Should you match a competitor’s lower-rate offer? Game theory thinking helps you weigh the long-term payoff of a loyal client versus the short-term hit. How do you handle a client who seems hesitant? Instead of pressing harder (which might make them bolt), you might share more information and give them space, a move that builds trust and draws them closer. Basically, you start playing the long game, which in the mortgage business is the winning game.
At the end of the day, being an MLO is about relationships as much as numbers. If you treat each client interaction as part of a greater strategy of cooperation, mutual respect, and forward-thinking, you’ll not only close deals, you’ll build a network of clients and partners who are rooting for you and sending business your way.

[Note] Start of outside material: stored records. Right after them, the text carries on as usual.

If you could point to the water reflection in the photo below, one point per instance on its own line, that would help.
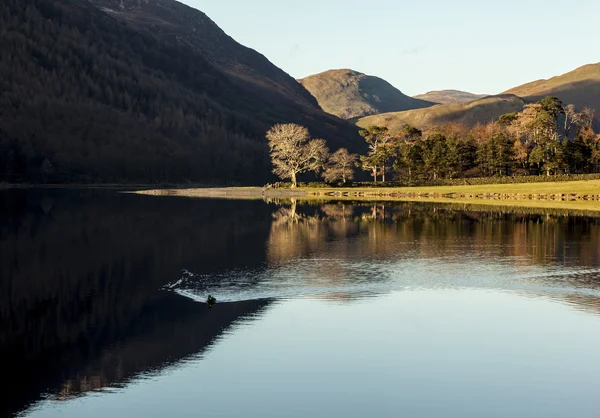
(99, 288)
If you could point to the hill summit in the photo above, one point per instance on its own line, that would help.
(449, 96)
(350, 94)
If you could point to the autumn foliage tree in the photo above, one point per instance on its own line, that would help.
(294, 152)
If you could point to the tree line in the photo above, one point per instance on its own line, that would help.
(84, 98)
(545, 138)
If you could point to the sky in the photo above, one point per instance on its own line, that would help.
(479, 46)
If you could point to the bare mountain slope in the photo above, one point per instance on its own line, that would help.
(449, 96)
(480, 111)
(580, 87)
(350, 94)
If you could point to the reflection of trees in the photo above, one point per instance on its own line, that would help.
(386, 231)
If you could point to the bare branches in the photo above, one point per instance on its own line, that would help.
(340, 166)
(293, 153)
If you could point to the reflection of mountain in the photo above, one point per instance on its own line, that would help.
(81, 274)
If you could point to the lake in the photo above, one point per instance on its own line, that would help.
(324, 309)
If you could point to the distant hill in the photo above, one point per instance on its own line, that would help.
(350, 94)
(580, 87)
(480, 111)
(449, 96)
(90, 98)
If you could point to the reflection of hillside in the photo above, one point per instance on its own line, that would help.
(81, 272)
(389, 231)
(176, 330)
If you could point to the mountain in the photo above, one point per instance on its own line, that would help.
(90, 98)
(580, 87)
(469, 114)
(350, 94)
(449, 96)
(178, 23)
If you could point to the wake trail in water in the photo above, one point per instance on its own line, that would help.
(343, 280)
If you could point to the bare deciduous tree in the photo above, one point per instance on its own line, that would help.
(293, 152)
(340, 166)
(570, 117)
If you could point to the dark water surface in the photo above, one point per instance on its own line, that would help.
(338, 309)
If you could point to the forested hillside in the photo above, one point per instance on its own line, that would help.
(175, 22)
(86, 98)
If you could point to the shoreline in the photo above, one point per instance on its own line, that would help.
(573, 195)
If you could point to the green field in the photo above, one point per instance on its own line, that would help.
(584, 187)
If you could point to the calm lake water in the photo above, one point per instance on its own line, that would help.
(325, 310)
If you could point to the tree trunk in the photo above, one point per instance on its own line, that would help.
(294, 183)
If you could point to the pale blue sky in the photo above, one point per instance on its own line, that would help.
(474, 45)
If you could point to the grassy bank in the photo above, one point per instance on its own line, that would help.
(573, 195)
(578, 188)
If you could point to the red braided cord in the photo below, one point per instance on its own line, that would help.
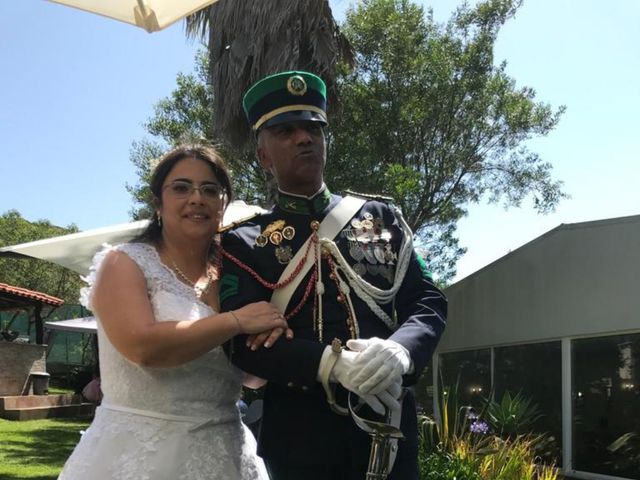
(305, 297)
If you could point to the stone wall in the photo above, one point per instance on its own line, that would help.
(17, 360)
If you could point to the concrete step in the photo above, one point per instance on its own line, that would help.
(55, 411)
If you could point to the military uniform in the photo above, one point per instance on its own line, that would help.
(298, 427)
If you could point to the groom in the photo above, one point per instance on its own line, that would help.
(345, 274)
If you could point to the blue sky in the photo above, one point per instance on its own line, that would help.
(76, 89)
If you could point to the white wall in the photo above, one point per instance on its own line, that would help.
(579, 279)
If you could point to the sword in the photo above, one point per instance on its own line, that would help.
(384, 439)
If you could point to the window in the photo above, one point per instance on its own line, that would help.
(606, 405)
(470, 371)
(535, 371)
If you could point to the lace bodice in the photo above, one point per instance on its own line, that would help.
(206, 387)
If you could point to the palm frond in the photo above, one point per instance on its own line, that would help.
(250, 39)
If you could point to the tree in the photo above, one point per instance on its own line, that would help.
(426, 118)
(429, 119)
(35, 274)
(187, 115)
(253, 38)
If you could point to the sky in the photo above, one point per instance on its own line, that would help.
(76, 89)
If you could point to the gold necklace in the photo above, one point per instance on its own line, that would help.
(200, 291)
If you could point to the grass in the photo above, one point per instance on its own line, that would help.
(37, 449)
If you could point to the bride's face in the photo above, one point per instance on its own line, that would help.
(192, 201)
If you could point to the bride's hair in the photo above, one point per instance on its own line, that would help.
(207, 154)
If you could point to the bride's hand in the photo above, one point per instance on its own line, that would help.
(267, 338)
(258, 317)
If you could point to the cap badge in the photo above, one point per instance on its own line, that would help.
(296, 85)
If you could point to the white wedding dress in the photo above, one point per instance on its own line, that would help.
(164, 423)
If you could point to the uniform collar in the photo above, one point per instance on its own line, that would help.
(316, 203)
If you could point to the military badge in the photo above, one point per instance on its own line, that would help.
(296, 85)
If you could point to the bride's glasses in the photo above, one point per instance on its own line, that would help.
(182, 189)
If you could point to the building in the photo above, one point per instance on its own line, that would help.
(559, 320)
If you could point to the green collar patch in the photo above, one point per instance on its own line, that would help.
(303, 205)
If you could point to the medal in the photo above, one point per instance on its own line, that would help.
(389, 255)
(273, 227)
(261, 240)
(368, 254)
(288, 232)
(284, 254)
(355, 251)
(360, 269)
(275, 238)
(378, 252)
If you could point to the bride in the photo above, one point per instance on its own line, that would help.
(169, 407)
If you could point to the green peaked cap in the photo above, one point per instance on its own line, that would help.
(286, 97)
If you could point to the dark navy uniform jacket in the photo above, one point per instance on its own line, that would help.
(298, 427)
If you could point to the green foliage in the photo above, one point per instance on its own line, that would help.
(457, 445)
(433, 122)
(625, 452)
(34, 274)
(185, 116)
(448, 467)
(37, 449)
(425, 117)
(512, 415)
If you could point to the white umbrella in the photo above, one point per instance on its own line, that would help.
(76, 250)
(152, 15)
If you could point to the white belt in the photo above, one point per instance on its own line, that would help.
(198, 422)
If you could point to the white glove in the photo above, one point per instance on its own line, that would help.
(343, 372)
(378, 366)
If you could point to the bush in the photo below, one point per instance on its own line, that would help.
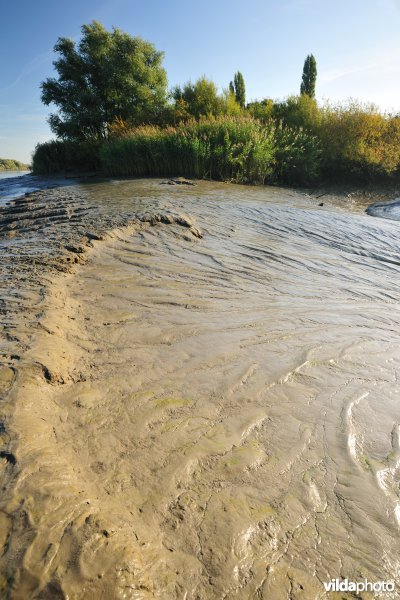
(297, 156)
(358, 142)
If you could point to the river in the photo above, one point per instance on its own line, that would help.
(220, 416)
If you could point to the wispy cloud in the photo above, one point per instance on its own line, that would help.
(30, 67)
(384, 64)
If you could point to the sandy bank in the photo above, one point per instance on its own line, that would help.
(192, 415)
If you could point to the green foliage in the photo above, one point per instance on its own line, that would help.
(358, 142)
(59, 156)
(239, 149)
(237, 87)
(297, 156)
(227, 148)
(9, 164)
(108, 75)
(309, 77)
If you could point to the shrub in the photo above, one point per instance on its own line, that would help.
(58, 156)
(358, 142)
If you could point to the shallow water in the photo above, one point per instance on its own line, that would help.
(229, 421)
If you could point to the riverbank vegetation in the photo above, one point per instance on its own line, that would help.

That’s the payoff of applying a bit of game theory to your world... better decisions, stronger client partnerships, and a reputation that sets you up for continued success. And you don’t need a PhD or a Hollywood movie made about you to do that, just the willingness to think a few moves ahead and always consider the other player on the board.
Sources
- Investopedia – Ultimate Guide to Game Theory: Principles and Applications. Definition and overview of game theory as “the science of strategy,” including its use in business and negotiations.
- FasterCapital – The Basics of Game Theory and its Application to Credit Risk. Discusses zero-sum vs. non-zero-sum scenarios in lending; uses a lender-borrower interest rate negotiation as an example of a zero-sum game.
- Dover Blog (George Carollo) – The Game Theory of Recruiting. Illustrates how one-shot vs. repeated games affect trust and cooperation in business relationships. Demonstrates that moving from a one-off interaction to a repeated interaction (ongoing relationship) encourages a shift from a low-trust equilibrium to a cooperative win-win scenario.
- Ali Abbas Eren (Medium, Aug 2025) – Game Theory in Negotiation: A Step-by-Step Guide for Better Outcomes. Provides accessible explanations of game theory concepts like the prisoner’s dilemma, information asymmetry, and BATNA in negotiation contexts. Contains the example of two coffee shops undercutting each other (analogous to price wars) as a “both lose” outcome of not cooperating, and defines information asymmetry in deals. Also offers negotiation tips such as understanding your BATNA (best alternative) to strengthen your position.
- Chris De La Motte (Sonar Blog, Dec 2024) – Understanding Buyer Psychology: Essential Insights for Loan Originators. Emphasizes the importance of trust, honest communication, and empathy in client relationships for MLOs. Notes that trust is built through consistency, openness, and genuinely acting in the client’s best interest, and that this honesty and transparency can lead to repeat business and referrals in the long run.